Madam Rosmerta isn't impressed that Professor Moody insists on drinking from his hipflask whilst he visits the Three Broomsticks, instead of buying a drink from the pub, and glares at Moody as she collects glasses from the tables around him and Hagrid.
Perhaps curiously, we do not see Madam Rosmerta in the Three Broomsticks when Harry is there being interviewed by Rita Skeeter. As Harry is then banned from all further Hogsmeade weekends by Umbridge, we do not see Madam Rosmerta in this book.

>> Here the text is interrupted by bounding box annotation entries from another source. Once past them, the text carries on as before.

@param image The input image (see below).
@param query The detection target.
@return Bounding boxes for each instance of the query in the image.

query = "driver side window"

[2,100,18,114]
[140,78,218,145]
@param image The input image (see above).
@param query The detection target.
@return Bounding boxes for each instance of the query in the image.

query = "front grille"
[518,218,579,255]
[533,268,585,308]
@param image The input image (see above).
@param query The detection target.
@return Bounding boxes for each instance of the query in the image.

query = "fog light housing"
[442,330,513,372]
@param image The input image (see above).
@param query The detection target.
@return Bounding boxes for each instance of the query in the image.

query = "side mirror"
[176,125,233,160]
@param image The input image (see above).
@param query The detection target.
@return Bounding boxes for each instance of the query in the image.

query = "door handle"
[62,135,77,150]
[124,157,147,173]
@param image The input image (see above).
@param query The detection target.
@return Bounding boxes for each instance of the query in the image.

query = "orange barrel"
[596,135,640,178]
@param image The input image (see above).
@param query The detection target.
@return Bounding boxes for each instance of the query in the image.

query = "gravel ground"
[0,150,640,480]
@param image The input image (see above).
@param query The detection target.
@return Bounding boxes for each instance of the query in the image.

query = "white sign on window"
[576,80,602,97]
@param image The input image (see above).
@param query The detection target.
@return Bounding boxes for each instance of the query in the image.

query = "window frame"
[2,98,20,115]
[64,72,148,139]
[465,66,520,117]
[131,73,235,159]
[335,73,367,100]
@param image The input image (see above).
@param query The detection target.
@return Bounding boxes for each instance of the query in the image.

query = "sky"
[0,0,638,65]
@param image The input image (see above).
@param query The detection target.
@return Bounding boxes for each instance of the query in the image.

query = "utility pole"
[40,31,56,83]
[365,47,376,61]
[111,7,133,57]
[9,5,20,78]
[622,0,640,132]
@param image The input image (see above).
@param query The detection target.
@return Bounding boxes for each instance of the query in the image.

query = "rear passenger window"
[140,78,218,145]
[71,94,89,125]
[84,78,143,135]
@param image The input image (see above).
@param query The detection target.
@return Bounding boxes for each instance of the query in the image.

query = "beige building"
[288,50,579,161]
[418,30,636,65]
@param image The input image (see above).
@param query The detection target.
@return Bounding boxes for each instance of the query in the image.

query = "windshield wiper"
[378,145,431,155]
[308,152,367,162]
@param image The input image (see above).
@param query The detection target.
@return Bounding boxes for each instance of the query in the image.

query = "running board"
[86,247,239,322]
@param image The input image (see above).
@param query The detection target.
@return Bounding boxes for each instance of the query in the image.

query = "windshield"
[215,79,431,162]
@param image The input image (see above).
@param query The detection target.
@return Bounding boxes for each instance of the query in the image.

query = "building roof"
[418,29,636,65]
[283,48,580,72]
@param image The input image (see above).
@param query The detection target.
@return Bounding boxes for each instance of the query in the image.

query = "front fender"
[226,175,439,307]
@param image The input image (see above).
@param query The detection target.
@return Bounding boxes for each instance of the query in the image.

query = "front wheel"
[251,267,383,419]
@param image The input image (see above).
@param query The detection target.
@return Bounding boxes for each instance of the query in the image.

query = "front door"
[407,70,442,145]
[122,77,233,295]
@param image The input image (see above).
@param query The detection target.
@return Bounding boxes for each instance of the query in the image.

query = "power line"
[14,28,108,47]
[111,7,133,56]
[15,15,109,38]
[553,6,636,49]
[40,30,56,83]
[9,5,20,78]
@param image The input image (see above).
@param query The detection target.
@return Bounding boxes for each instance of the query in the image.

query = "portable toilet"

Rosmerta greets Harry and Dumbledore when they secretly left Hogwarts to find Voldemort's Horcrux. On their return, she warns them of the Dark Mark above Hogwarts, and loans them brooms to speed their return to the school. At the school, Harry is present, though immobilized and concealed by his Invisibility Cloak, as Dumbledore engages Draco Malfoy in conversation to attempt to win his allegiance. In the course of conversation, Dumbledore wonders how Draco knew when they left the castle, and then realizes that Rosmerta, under the Imperius curse, had told him. This revelation also explains how Katie Bell came to be carrying the cursed necklace back to school after a Hogsmeade visit; Rosmerta, acting under Malfoy's curse, had met Katie in the toilets, placed her under the Imperius curse, and given her the necklace to deliver to Dumbledore.
Strengths
editWeaknesses
editRelationships with Other Characters
editRon seems to have a bit of a crush on Madam Rosmerta; perhaps he just likes her shape. He is well aware that she is literally old enough to be his mother; in fact, Madam Rosmerta was tending bar at the Three Broomsticks when Harry's father was at Hogwarts.
Analysis
editIn Harry Potter and the Prisoner of Azkaban, Madam Rosmerta's primary function is to be an excuse to tell the story of Sirius Black's supposed back story. The more mature reader might find this a little unlikely, as a barmaid or publican is likely to know all the news almost before the people it's happened to. This would not be obvious to the book's intended audience, however. Hagrid's unfamiliarity with the story might be reason enough to tell it, but Rosmerta has a vested interest - the Dementors stationed around the village are hurting her business, and the person ultimately responsible for their presence has just walked into her establishment; who better to explain why she has to take a hit in her profits?
One of the things that goes past without significant mention is that Rosmerta is quite literally old enough to be Ron's mother, and he would realize that if he ever thought about it. Rosmerta mentions that she had known Harry's father and the other Marauders, in Harry Potter and the Prisoner of Azkaban. It is unlikely she would remember them so well if she was significantly younger than them, so we can assume that she is roughly of an age, at least, as Harry's parents, or older if, as is suggested in the discussion with Fudge in the Three Broomsticks just before Christmas, she served them in the pub. Ron still seems to be angling for a glimpse of her in subsequent books, despite the conversation having happened in his hearing, and while he was paying attention to it.